A proximal policy optimization based intelligent home solar management
Kode Creer, Imitiaz Parvez
TL;DR
The paper tackles profit maximization for prosumers in a smart-home solar setup under dynamic electricity markets. It proposes a proximal policy optimization (PPO) framework augmented with recurrent rewards, generalized advantage estimation (GAE), soliton-based embeddings, and a sparse mixture-of-experts (MOE) forecaster to handle limited data and long-horizon planning. Empirical results show PPO delivers roughly a 30% boost in accumulated profits over naive baselines, with soliton embeddings improving generalization and reducing overfitting. The work offers a practical RL approach for long-term energy trading decisions and introduces data-augmentation and reward-structuring techniques applicable to related financial and sequential decision tasks, with open-source release.
Abstract
In the smart grid, the prosumers can sell unused electricity back to the power grid, assuming the prosumers own renewable energy sources and storage units.
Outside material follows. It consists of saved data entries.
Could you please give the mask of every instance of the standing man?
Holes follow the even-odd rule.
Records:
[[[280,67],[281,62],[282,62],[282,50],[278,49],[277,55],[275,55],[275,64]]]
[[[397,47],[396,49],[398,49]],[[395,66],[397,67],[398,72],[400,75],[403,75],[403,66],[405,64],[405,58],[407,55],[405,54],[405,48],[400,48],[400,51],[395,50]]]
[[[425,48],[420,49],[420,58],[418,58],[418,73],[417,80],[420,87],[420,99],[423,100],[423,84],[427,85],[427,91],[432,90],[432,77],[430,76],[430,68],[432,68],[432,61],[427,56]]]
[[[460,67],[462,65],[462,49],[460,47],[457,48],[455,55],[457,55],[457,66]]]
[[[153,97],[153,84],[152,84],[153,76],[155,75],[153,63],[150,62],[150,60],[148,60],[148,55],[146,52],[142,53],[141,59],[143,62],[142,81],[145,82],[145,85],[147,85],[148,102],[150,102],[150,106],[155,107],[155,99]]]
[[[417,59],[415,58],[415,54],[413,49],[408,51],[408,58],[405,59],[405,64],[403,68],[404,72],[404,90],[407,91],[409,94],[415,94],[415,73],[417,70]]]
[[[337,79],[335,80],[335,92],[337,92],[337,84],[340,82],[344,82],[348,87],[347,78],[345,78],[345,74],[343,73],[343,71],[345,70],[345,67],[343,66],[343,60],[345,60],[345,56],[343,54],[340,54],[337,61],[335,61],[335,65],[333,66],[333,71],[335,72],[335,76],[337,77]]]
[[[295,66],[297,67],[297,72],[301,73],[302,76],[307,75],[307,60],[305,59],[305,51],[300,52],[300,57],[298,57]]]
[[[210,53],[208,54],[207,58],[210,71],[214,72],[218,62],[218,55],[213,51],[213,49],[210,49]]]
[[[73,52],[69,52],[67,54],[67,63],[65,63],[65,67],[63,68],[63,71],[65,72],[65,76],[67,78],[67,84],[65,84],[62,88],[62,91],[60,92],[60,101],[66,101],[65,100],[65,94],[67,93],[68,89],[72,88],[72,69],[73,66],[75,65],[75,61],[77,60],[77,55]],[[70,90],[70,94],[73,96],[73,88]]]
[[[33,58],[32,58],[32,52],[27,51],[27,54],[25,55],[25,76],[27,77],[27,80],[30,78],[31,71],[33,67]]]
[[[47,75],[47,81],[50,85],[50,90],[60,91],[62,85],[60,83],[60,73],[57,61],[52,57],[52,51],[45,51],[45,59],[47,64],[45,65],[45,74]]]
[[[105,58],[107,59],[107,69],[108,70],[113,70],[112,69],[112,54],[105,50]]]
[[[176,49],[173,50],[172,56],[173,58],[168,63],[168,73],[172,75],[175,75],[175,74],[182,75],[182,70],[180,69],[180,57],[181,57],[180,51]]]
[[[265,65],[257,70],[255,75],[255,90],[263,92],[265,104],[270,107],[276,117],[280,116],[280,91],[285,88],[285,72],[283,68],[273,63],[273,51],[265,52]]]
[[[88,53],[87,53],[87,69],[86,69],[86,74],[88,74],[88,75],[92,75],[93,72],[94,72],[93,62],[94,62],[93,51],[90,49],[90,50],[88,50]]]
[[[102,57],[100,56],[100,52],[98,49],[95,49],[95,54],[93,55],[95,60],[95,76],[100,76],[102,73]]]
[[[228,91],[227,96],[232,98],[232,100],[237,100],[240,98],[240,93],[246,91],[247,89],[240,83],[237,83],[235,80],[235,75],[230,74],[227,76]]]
The maximizing of their profits under a dynamic electricity market is a problem that requires intelligent planning. To address this, we propose a framework based on Proximal Policy Optimization (PPO) using recurrent rewards. By using the information about the rewards modeled effectively with PPO to maximize our objective, we were able to get over 30\% improvement over the other naive algorithms in accumulating total profits. This shows promise in getting reinforcement learning algorithms to perform tasks required to plan their actions in complex domains like financial markets. We also introduce a novel method for embedding longs based on soliton waves that outperformed normal embedding in our use case with random floating point data augmentation.